Alternatively, once you have installed the app in your organization, you can also reach out to MC support to finalize the setup.

FAQ

Q: I have MC-dbt core integration and I'm not sure that I filled out the remote url and subdirectory correctly in the settings page?

A: Remote URL should be in the format of either of the following

  • https://github.com/<org>/<repo>
  • git://github.com/<org>/<repo>.git

Subdirectory should be the root directory of the dbt models within the repo. It is only needed if the dbt project is further down the directory. For example,
If a model path is analytics/models/foo/bar.sql then subdirectory would be analytics.

If a model path is models/foo/bar.sql, then subdirectory field should be left empty.

Q: For certain impact report in Github PR, why don't I see expected impacted models?

A: Note that impact report is only available if i) a MC-dbt integration is setup, and ii) remote URLs and subdirectories are correctly provided for customers with MC-dbt core integration, and iii) the PR is modifying models in dbt repos included in the GitHub integration.

If the above conditions are met, it could be because the PR is creating a new model, in which case there would be no impacted assets available yet since until the model is run no query logs are available to generate lineage in MC. It could also be that the impacted model is ephemeral, which MC does not surface as impacted assets yet (but will be added soon).

Q: I just set up the integration, why don't I see pull requests showing up yet?

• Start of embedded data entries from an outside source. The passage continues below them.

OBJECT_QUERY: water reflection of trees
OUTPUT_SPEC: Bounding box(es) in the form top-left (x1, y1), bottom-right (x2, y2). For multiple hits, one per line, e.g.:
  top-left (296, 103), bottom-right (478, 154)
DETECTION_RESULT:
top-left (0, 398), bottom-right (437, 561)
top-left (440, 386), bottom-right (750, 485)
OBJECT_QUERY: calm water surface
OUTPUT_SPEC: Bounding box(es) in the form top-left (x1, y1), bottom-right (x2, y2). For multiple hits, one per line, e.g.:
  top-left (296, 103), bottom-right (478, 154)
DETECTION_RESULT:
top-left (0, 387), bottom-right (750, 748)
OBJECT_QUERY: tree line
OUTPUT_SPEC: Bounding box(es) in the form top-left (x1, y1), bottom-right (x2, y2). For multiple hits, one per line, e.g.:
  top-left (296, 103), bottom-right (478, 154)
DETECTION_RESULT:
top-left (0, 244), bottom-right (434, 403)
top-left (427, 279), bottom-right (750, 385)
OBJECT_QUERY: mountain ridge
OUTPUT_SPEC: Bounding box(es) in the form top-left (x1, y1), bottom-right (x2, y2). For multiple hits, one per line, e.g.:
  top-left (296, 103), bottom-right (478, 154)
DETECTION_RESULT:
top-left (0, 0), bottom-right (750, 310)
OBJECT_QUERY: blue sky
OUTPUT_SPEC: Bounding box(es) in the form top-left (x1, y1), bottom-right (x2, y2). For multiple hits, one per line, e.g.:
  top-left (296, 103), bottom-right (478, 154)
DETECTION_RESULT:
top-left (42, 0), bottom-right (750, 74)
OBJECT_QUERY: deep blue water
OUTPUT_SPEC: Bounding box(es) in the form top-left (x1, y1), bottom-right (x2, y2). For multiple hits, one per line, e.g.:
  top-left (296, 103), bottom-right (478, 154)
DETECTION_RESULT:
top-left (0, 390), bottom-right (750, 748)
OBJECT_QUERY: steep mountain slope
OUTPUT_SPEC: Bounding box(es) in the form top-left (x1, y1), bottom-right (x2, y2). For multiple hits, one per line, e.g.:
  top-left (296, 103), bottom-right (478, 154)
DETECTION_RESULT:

A: after the integration is set up, MC will start collect the PRs that merged after the integration setup time. MC does not have access to the historical PRs, so it might take a few hours or days for PRs to start showing up depending on how frequently your organization merge PRs. For customers without a dbt integration, since the PRs will only show up in the context of an incident, only PRs merged before the incident start time will be included in each incident (to limit the list of PRs to only ones that could have potentially led to the incident).